Atmos. Chem. Phys., 6, 5261-5277, 2006
www.atmos-chem-phys.net/6/5261/2006/
doi:10.5194/acp-6-5261-2006
© Author(s) 2006. This work is licensed under the
Creative Commons Attribution-NonCommercial-ShareAlike 2.5 License.
Modeling of biomass smoke injection into the lower stratosphere by a large forest fire (Part II): sensitivity studies
G. Luderer1, J. Trentmann2, T. Winterrath1, C. Textor3, M. Herzog4, H. F. Graf5, and M. O. Andreae1
1Max Planck Institute for Chemistry, Dept. Biogeochemistry, Mainz, Germany
2Institute for Atmospheric Physics, Johannes Gutenberg University Mainz, Mainz, Germany
3Service d'Aéronomie, CNRS, Paris, France
4NOAA GFDL, Princeton, New Jersey, USA
5Department of Geography, Centre of Atmospheric Science, University of Cambridge, Cambridge, UK

Abstract. The Chisholm forest fire that burned in Alberta, Canada, in May 2001 resulted in injection of substantial amounts of smoke into the lower stratosphere. We used the cloud-resolving plume model ATHAM (Active Tracer High resolution Atmospheric Model) to investigate the importance of different contributing factors to the severe intensification of the convection induced by the Chisholm fire and the subsequent injection of biomass smoke into the lower stratosphere. The simulations show strong sensitivity of the pyro-convection to background meteorology. This explains the observed coincidence of the convective blow-up of the fire plume and the passage of a synoptic cold front.
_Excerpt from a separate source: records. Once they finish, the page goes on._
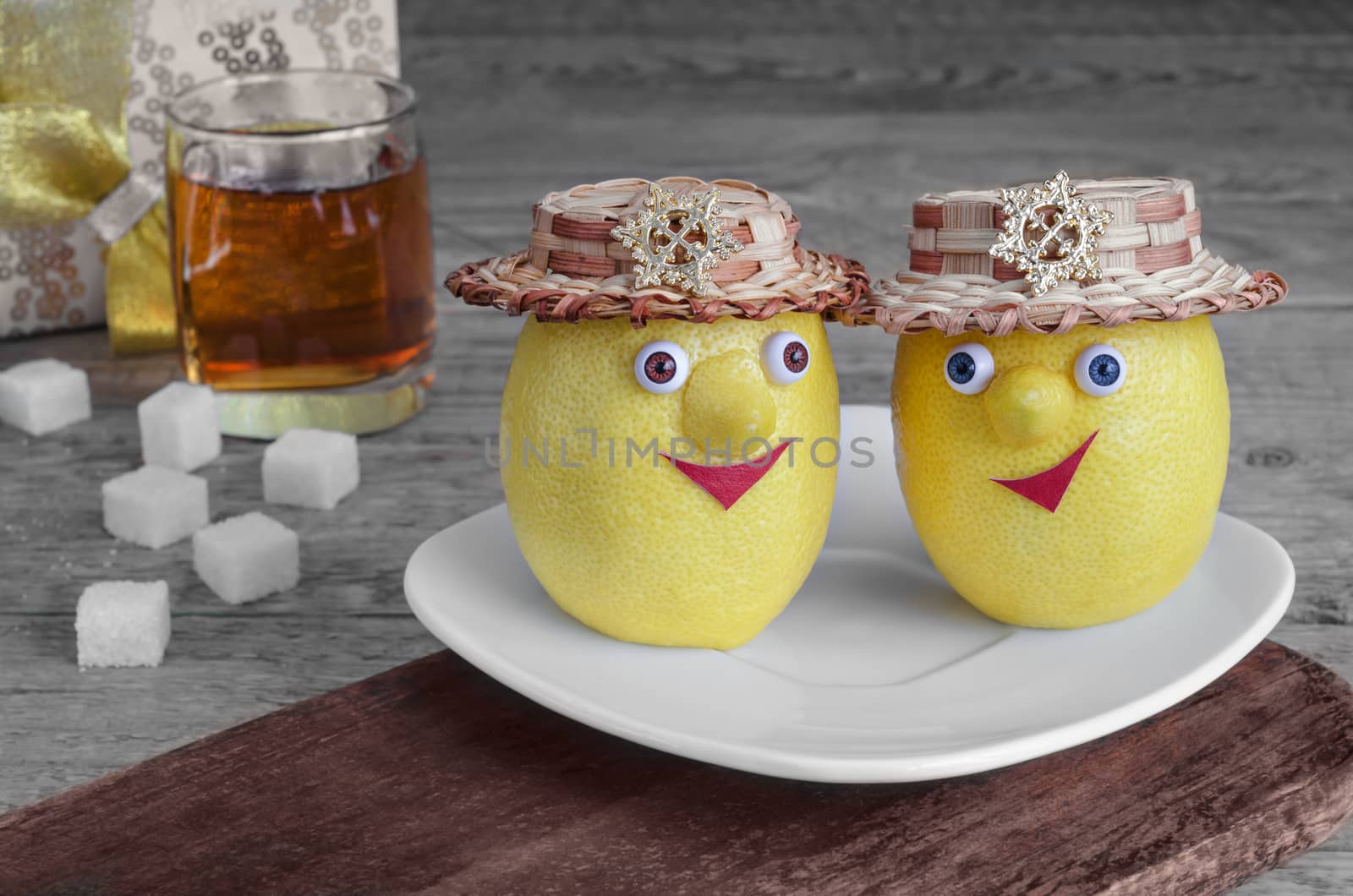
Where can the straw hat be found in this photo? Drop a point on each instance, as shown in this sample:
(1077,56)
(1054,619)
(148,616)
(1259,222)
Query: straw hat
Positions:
(1045,258)
(673,249)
Furthermore, we performed model sensitivity studies to the rate of release of sensible heat and water vapor from the fire. The release of sensible heat by the fire plays a dominant role for the dynamic development of the pyro-cumulonimbus cloud (pyroCb) and the height to which smoke is transported. The convection is very sensitive to the heat flux from the fire. The emissions of water vapor play a less significant role for the injection height but enhance the amount of smoke transported beyond the tropopause level.
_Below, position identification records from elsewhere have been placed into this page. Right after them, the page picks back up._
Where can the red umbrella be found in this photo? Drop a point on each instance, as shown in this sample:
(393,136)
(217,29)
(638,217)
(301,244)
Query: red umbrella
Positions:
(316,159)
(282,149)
The aerosol burden in the plume has a strong impact on the microphysical structure of the resulting convective cloud. The dynamic evolution of the pyroCb, however, is only weakly sensitive to the abundance of cloud condensation nuclei (CCN) from the fire. In contrast to previous findings by other studies of convective clouds, we found that fire CCN have a negative effect on the convection dynamics because they give rise to a delay in the freezing of cloud droplets. Even in a simulation without fire CCN, there is no precipitation formation within the updraft region of the pyroCb. Enhancement of convection by aerosols as reported from studies of other cases of convection is therefore not found in our study.


Citation: Luderer, G., Trentmann, J., Winterrath, T., Textor, C., Herzog, M., Graf, H. F., and Andreae, M. O.: Modeling of biomass smoke injection into the lower stratosphere by a large forest fire (Part II): sensitivity studies, Atmos. Chem. Phys., 6, 5261-5277, doi:10.5194/acp-6-5261-2006, 2006.